General support issues – the infrastructure
The broader environment – the country in which you live or propose to study, your chosen institution, student support groups, the finances you are able to get together – will have a significant impact on the extent to which you are able to mobilize the resources and services discussed in this study guide.
Every country differs and this article can cover only a selection. For those wishing to access information regarding countries not covered here, the Swedish organization, The Independent Living Institute, provides information on a worldwide basis for particular universities and countries.
Article 26 of the Universal Declaration of Human Rights states that everyone has the right to education, but this is not legally binding. Article 14 and Article 2 of the first protocol of the European Convention of Human Rights makes a similar declaration, and is binding on European member countries.
While the basic premise that every person is entitled to full participation in social and economic opportunities is gradually gaining acceptance throughout the world, the position as far as education is concerned varies from country to country. Many countries have some sort of anti-disability legislation, but you will need to check with your own government offices or department of education whether such legislation covers educational institutions.
Australia has had anti-discrimination legislation in force since 1992, and students with disabilities currently have the same rights with regard to access, services and facilities as do students who do not have a disability, while inclusive teaching is positively promoted.
In the UK, the 1995 Disability Discrimination Act came into force for schools and colleges in September 2002, requiring that institutions make "reasonable adjustments" to accommodate students with disabilities, which could include longer time to complete assignments, provision of auxiliary aids and other services, and ensuring that their websites comply with accessibility guidelines. In 2005, under the Special Educational Needs and Disability Act the requirement was extended to adapt physical features, such as buildings, to ensure that students with disabilities were not put at a physical disadvantage.
In the US, disability legislation is covered by the Americans with Disabilities Act. In addition, Section 504 of the Rehabilitation Act of 1973 covers all recipients of federal grants (which is most public and private colleges and universities), while Title II covers all public institutions. Section 504 stipulates that:
- All buildings designed after 1977 must be accessible, whereas those designed before 1977 must offer accessible programmes.
- Appropriate aids and adjustments must be offered such as taped texts, note takers, interpreters and readers. Colleges and universities are not, however, obliged to provide such devices as wheelchairs, attendants, etc.
You can read more about this on the US Department for Education website.

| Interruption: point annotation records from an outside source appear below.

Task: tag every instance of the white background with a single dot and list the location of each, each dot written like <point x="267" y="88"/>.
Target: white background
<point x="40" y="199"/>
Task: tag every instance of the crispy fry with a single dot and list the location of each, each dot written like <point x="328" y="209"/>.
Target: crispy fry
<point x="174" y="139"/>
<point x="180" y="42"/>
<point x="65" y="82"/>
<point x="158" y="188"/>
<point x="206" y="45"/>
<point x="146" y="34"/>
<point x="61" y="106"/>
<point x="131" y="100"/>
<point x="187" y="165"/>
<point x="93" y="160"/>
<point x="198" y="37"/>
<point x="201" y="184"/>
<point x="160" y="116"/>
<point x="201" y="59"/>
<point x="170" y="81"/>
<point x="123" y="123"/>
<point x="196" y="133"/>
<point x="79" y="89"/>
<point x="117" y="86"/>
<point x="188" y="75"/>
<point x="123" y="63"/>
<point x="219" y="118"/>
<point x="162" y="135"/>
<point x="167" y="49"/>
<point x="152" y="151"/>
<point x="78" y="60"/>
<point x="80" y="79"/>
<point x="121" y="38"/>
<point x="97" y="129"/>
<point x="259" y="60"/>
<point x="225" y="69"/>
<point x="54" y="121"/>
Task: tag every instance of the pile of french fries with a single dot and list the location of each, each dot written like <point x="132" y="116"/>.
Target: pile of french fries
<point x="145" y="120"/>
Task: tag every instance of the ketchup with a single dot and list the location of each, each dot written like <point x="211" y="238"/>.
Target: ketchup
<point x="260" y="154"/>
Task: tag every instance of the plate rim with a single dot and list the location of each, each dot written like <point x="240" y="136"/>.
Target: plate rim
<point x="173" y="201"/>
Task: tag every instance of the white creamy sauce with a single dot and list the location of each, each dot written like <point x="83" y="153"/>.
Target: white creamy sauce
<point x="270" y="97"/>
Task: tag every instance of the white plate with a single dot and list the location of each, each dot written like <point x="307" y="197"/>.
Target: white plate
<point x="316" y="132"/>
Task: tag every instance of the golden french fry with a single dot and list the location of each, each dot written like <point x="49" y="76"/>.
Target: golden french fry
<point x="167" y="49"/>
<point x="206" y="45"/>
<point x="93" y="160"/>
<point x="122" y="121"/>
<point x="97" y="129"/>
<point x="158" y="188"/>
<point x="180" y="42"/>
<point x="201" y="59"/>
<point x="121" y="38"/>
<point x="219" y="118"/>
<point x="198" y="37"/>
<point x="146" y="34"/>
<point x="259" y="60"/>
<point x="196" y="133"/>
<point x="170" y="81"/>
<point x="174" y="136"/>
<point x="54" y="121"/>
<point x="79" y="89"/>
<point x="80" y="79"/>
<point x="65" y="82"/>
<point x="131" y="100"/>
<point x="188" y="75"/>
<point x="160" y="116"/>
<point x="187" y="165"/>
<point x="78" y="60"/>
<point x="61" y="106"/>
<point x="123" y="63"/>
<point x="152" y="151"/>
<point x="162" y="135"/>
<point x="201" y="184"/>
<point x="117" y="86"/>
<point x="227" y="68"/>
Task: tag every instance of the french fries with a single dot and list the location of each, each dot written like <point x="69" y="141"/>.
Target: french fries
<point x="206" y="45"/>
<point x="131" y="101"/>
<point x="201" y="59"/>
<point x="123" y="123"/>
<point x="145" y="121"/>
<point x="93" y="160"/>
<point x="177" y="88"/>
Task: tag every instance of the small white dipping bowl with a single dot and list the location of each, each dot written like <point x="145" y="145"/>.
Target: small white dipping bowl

You should check whether your university has a policy on disability issues. If it does, get hold of a copy of the document, and check how it relates to national legislation, how it enforces its policy, and what steps it takes to remove any barriers that may impede students with disabilities.

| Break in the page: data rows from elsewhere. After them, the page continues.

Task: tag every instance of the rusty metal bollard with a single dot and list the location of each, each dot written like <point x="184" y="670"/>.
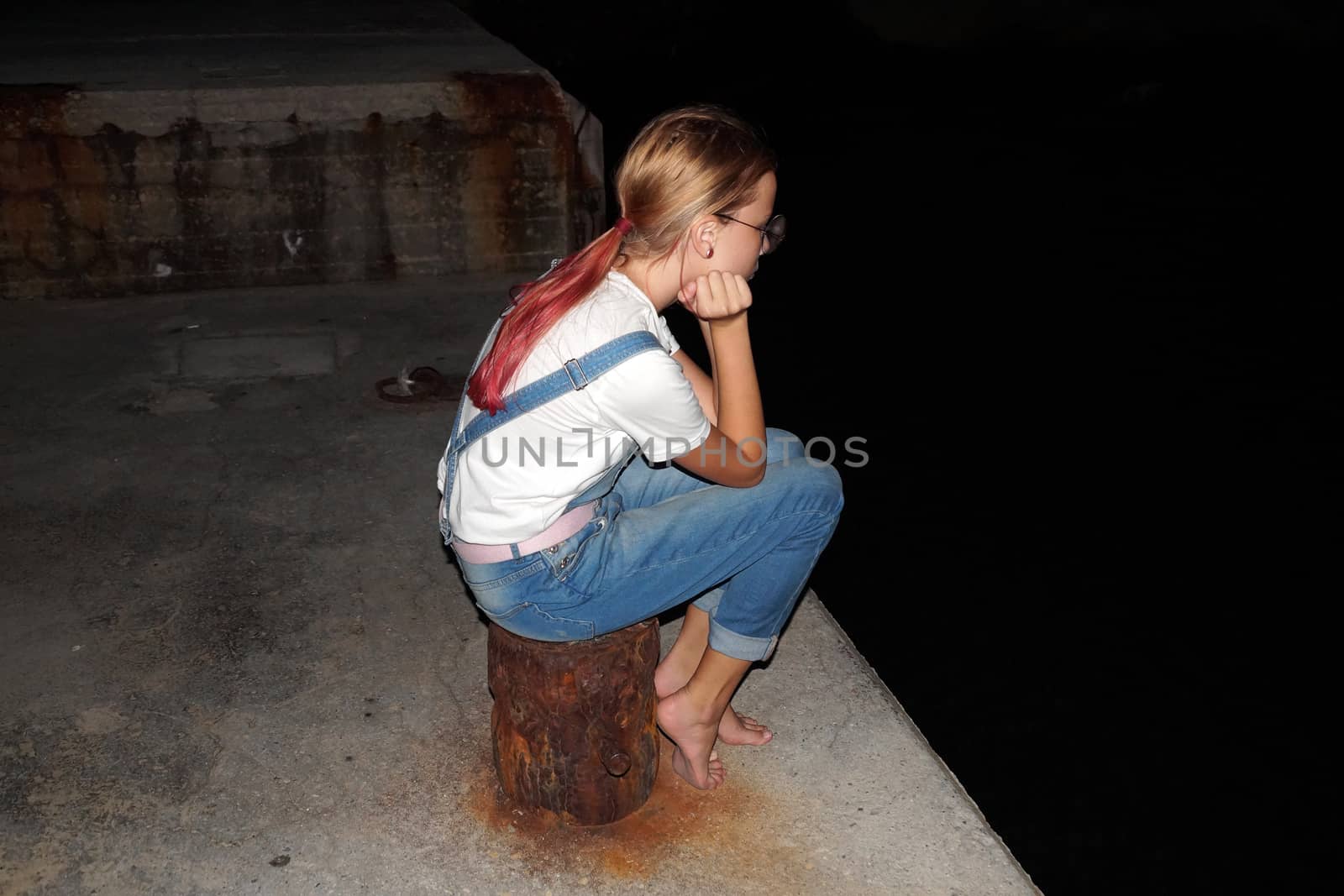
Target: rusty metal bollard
<point x="575" y="726"/>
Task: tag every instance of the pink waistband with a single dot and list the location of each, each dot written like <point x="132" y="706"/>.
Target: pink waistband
<point x="554" y="533"/>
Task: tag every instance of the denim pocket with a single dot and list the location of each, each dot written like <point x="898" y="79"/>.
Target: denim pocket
<point x="530" y="621"/>
<point x="484" y="577"/>
<point x="564" y="555"/>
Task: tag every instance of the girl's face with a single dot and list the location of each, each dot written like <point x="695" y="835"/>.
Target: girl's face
<point x="732" y="246"/>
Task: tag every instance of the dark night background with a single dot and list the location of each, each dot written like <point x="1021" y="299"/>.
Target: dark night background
<point x="1062" y="268"/>
<point x="1066" y="268"/>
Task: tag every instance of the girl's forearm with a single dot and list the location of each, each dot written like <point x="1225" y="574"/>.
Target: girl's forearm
<point x="714" y="372"/>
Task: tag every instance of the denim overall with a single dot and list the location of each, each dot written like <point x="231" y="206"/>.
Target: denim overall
<point x="575" y="374"/>
<point x="659" y="537"/>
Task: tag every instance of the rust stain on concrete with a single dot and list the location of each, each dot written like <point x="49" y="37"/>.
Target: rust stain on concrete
<point x="736" y="824"/>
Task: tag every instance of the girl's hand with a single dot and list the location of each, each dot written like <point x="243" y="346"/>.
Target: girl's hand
<point x="716" y="296"/>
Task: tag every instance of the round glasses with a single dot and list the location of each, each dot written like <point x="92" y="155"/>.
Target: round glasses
<point x="770" y="235"/>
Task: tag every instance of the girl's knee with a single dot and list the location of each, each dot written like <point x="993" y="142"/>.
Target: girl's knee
<point x="781" y="445"/>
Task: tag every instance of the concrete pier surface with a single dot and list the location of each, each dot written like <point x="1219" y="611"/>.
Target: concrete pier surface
<point x="235" y="656"/>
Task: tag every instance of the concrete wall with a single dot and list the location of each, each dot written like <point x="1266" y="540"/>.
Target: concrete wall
<point x="113" y="192"/>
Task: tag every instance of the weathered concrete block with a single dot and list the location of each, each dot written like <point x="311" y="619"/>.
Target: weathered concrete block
<point x="170" y="181"/>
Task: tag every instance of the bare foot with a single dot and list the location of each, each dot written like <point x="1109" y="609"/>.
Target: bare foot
<point x="694" y="758"/>
<point x="672" y="673"/>
<point x="741" y="731"/>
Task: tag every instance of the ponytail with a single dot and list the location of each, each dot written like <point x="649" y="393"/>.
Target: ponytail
<point x="537" y="307"/>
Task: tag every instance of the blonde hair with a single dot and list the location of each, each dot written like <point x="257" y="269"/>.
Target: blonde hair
<point x="685" y="163"/>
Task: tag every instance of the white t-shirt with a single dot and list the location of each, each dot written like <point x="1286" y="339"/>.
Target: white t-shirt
<point x="515" y="481"/>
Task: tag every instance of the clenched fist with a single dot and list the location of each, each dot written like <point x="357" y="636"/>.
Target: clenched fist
<point x="716" y="296"/>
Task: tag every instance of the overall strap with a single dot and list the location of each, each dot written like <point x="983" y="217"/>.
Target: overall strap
<point x="575" y="375"/>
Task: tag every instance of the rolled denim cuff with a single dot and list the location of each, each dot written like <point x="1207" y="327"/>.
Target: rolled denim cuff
<point x="709" y="600"/>
<point x="739" y="647"/>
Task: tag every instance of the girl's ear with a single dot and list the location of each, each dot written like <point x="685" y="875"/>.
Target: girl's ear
<point x="703" y="235"/>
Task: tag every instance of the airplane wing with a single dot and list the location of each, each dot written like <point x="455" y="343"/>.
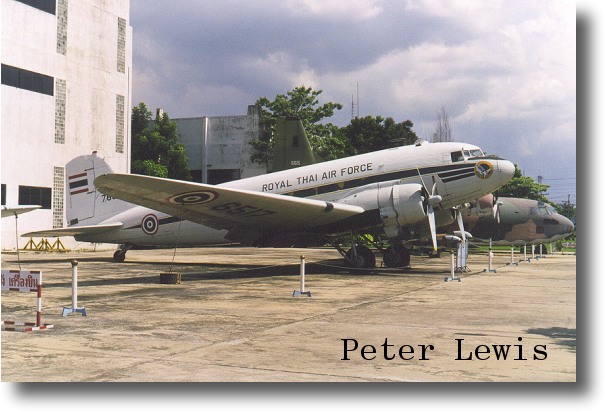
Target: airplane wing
<point x="75" y="230"/>
<point x="224" y="208"/>
<point x="17" y="210"/>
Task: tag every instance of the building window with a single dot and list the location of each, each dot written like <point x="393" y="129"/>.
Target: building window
<point x="31" y="195"/>
<point x="120" y="123"/>
<point x="60" y="106"/>
<point x="217" y="176"/>
<point x="58" y="196"/>
<point x="121" y="45"/>
<point x="62" y="27"/>
<point x="24" y="79"/>
<point x="44" y="5"/>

Many universities have a member of staff whose specific role is to look after the needs of students with disabilities, with a title such as disability support officer or disability coordinator, and some universities may actually have a specific programme for their students.
The University of New South Wales, Australia, provides a range of services for students with disabilities including note takers, sign interpreters, readers, library assistance, special parking and assistive technology.
Sheffield Hallam University in the UK provides a whole range of services that start off with an assessment of need.
Wisconsin Madison, USA, through its McBurney Disability Resource Centre provides direct support services to students with disabilities and states its vision as "a universally accessible educational community that fosters the full participation and contribution of every member ... ".
The University of Cambridge, UK, is committed to supporting students with disabilities and college staff, and its Disability Resource Centre assesses and caters for their needs.
Collective action – working with other students
Students often work together in groups to campaign for better rights. Groups cannot only give individual members support; they can work out their requirements together, highlight problems and fight for improved access through greater strength in numbers.
Contact your students' union, either at your institution or at a national level, to see what groups there are. In the UK, the National Union of Students has a special campaign for students with disabilities.
Some students are able to get grants to help their study: you should check your country's regulations on this. If you have a disability you may need particular financial help to accommodate your needs. The website http://www.disability.gov provides useful information for students with disabilities in the US; see http://www.skill.org.uk for information for students with disabilities in the UK, where you may be eligible for a Disabled Student Allowance (DSA).
There are also particular grants to help students with disabilities, for example Erasmus grants can be higher for students with severe disabilities.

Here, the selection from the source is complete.